Groups like the Beijing-based Center for Legal Assistance to Pollution Victims (CLAPV), which has pioneered efforts in this area, know they can’t do it alone. This is one reason why CLAPV’s charismatic leader Wang Canfa was keen to attend our orientation meeting, and provide moral and technical support for the students and their hosts. “Right now, NGOs in China lack staff with legal knowledge; if law students like these can spend time at Chinese NGOs, it will certainly help them a lot.”

This is me with Wang Canfa, founder and leader of Center for Legal Assistance to Pollution Victims, the first organization to provide legal aid to people and communities injured by pollution throughout China.
This is me with Wang Canfa, founder and leader of Center for Legal Assistance to Pollution Victims, the first organization to provide legal aid to people and communities injured by pollution throughout China.

The students will face many obstacles in bringing legal tools to water pollution fights. For example, during a presentation by an activist from one of the participating organizations, Blue Dalian, we learned how a group of villagers whose water has been poisoned by illegal gold mining waited several months to have their case heard at a local court, only to eventually find out that the case had been rejected.

Rules about NGO involvement in legal challenges are still being tested, but there are many areas where grassroots NGOs, like Pacific Environment’s partners, can help. Recently, one group, Green Anhui, wrote a legal guide for pollution victims, [link] which they are distributing in their project area. Green Stone has been developing a database on Environmental Impact Assessments in Jiangsu Province, and they will seek help from their Ocean University intern to understand public involvement provisions and corporate responsibility under the law.

A volunteer discussing Green Anhui’s new legal guide for pollution victims with a villager in Anhui Province, China.
A volunteer discussing Green Anhui’s new legal guide for pollution victims with a villager in Anhui Province, China.

After our day-long orientation meeting, we took a day to visit Qingdao’s famed Lao Mountain, a granite outcropping crisscrossed by waterfalls, stairs, and pagodas. As we huffed up one particularly steep set of stairs, an environmental law PhD student who will join Green Stone this spring told me a about his research topic.

“I study environmental behavior,” he told me, “specifically, how and why companies choose to develop corporate social responsibility programs, and what their attitudes are about the environment.” Through the internship, he hopes to be able to conduct interviews with some of the more progressive companies and government officials in Nanjing, while also assisting Green Stone to fine tune their online platform for involving citizens in monitoring pollution and commenting on environmental impact assessments. Meanwhile, the NGO participants are excited to receive an infusion of new legal knowledge and tools.

“We are always feeling understaffed, and most of our staff really lacks professional training.
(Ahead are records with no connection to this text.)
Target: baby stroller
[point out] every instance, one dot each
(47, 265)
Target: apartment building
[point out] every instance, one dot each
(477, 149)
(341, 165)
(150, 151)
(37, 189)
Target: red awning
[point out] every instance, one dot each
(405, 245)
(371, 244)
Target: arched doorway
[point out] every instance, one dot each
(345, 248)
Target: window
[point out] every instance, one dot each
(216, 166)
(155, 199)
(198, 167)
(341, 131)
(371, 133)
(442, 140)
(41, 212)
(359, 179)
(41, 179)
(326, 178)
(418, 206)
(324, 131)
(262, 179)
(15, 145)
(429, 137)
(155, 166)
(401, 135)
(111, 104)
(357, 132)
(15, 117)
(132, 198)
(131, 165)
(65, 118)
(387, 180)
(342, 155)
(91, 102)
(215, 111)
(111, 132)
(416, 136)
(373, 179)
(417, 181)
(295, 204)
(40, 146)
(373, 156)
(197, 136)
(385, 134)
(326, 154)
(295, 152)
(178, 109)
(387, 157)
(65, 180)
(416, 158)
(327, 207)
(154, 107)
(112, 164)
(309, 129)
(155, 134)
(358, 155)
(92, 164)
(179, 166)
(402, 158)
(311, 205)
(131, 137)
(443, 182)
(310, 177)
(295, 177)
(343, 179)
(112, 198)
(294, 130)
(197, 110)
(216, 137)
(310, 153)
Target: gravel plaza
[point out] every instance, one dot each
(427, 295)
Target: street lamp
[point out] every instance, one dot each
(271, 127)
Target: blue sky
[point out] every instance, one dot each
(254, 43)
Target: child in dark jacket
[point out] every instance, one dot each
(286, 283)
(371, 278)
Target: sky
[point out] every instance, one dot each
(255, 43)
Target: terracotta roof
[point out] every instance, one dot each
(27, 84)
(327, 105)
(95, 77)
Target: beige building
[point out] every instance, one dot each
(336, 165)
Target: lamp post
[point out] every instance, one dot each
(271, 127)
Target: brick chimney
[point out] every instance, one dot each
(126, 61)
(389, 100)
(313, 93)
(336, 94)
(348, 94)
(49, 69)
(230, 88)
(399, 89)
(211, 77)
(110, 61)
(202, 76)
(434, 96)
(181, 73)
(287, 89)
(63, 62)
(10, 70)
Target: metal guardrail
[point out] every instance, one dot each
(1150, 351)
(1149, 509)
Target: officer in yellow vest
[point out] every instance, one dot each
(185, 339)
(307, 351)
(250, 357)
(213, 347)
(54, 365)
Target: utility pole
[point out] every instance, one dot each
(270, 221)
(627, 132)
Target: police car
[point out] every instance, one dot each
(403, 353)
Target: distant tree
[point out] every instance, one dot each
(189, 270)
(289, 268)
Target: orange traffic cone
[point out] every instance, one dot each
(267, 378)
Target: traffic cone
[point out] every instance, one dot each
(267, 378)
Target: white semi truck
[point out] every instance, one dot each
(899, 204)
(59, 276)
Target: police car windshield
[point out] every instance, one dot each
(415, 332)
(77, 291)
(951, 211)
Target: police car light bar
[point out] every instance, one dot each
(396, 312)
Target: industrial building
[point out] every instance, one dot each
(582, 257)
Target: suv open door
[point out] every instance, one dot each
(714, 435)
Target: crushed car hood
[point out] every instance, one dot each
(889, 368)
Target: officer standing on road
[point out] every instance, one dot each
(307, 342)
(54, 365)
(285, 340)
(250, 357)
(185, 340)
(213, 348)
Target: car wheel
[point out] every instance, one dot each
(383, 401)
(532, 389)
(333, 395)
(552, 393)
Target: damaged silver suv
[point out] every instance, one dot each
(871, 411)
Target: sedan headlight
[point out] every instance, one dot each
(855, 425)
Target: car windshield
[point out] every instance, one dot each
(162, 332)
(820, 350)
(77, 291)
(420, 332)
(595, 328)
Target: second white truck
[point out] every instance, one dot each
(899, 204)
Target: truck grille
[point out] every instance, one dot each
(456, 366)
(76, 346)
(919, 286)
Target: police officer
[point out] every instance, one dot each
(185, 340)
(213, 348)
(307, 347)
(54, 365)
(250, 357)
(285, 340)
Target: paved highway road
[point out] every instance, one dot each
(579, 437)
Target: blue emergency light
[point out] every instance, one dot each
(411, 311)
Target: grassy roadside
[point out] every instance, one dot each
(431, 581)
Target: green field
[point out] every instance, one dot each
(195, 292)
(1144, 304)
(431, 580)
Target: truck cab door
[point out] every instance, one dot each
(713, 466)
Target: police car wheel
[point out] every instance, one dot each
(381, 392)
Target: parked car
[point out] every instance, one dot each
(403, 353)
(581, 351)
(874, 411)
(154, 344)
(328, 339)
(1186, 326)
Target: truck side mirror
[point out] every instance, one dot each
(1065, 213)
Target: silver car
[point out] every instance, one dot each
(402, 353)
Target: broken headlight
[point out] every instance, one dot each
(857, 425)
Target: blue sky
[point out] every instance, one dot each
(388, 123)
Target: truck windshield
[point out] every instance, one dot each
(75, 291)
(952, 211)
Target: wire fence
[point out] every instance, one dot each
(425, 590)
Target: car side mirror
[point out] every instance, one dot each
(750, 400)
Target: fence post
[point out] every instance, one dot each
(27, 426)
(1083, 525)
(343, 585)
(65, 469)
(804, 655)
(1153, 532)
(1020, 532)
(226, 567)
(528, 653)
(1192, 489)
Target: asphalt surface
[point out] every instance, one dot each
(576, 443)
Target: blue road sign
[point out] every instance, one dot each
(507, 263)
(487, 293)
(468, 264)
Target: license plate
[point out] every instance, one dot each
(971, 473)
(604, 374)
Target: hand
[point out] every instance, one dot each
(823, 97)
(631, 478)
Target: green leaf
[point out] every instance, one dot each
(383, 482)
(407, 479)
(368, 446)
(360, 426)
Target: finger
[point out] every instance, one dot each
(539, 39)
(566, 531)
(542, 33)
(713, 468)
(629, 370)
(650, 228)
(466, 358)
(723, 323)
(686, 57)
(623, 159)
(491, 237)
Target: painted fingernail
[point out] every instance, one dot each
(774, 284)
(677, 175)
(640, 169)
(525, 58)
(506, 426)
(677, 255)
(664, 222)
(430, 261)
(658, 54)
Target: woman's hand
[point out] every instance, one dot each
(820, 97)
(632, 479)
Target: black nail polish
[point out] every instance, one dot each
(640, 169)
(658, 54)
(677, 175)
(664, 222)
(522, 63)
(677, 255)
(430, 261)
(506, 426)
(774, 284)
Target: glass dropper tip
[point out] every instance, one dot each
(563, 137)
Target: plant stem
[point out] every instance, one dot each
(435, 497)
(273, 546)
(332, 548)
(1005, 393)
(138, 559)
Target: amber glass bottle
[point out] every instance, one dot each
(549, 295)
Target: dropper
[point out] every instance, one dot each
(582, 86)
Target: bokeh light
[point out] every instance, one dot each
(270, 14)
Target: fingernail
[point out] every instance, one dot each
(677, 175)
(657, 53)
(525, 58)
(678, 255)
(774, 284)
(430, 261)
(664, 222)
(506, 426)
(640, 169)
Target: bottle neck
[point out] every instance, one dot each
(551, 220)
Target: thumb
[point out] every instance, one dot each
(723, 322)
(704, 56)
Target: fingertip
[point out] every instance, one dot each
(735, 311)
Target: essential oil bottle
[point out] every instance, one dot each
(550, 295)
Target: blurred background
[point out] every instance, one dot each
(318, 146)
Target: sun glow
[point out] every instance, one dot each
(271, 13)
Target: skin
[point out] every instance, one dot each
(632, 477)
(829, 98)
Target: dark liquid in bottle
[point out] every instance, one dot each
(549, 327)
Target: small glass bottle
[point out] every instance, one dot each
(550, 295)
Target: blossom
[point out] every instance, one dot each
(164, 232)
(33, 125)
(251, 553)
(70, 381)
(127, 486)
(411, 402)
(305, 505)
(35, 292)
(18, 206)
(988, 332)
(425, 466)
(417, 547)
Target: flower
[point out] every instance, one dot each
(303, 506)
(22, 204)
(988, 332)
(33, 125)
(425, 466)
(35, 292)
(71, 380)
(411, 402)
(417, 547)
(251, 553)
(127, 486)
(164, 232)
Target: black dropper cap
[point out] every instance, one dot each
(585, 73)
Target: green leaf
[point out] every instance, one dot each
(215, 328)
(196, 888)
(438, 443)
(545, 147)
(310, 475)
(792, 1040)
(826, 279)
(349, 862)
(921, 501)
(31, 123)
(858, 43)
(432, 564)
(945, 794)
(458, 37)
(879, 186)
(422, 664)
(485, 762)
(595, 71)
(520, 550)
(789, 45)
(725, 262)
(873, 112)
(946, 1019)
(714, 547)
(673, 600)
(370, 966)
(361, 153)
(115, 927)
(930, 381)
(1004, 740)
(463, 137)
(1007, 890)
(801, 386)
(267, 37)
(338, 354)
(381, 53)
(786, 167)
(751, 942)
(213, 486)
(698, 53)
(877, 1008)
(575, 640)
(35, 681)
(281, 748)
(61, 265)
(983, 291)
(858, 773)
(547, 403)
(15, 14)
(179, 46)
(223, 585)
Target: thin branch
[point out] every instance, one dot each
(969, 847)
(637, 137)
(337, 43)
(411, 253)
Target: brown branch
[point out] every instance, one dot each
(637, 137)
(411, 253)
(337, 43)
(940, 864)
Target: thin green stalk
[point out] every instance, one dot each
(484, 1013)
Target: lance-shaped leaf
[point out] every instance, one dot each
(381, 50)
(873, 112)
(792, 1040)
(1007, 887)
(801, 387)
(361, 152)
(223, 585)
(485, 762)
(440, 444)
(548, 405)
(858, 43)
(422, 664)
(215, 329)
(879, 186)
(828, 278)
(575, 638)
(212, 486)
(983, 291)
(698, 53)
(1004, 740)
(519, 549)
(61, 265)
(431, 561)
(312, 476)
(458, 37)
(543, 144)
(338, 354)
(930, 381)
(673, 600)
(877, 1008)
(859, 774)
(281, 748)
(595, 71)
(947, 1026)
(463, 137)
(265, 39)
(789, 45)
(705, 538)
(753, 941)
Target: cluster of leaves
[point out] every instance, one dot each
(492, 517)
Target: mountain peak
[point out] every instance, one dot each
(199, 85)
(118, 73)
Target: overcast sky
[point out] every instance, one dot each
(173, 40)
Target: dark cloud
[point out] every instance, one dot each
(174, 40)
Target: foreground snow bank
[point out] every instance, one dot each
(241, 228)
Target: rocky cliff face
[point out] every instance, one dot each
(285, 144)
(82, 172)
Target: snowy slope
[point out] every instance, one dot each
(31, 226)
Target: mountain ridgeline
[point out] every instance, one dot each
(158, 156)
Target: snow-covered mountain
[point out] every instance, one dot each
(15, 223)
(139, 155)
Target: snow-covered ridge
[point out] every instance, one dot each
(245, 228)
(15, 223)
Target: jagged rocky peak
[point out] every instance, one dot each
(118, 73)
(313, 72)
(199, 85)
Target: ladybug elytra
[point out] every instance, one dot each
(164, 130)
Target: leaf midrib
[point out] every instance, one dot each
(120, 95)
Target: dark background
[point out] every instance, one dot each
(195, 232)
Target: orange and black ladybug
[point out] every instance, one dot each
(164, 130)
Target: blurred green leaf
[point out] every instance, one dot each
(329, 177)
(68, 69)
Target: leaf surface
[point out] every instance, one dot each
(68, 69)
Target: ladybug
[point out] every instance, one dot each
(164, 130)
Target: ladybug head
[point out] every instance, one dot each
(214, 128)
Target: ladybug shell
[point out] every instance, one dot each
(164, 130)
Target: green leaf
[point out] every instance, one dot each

We have to learn as we go,” one participant told me. “That is why it is so important to have programs like this where we can get help from someone with specific legal knowledge; we look forward to hearing new perspectives on problems we haven’t been able to solve ourselves.”

Pacific Environment and Ocean University’s Legal Internship Program is starting the first pilot internships in April 2013. Interns will be providing legal tools and assistance to our partner organizations Green Stone, Blue Dalian, and Green Anhui. Lots of students and groups wanted to participate, and we hope to expand the program next year to satisfy the urgent demand for legal support at grassroots NGOs across China to enable them to help pollution victims and pressure polluters to clean up their act.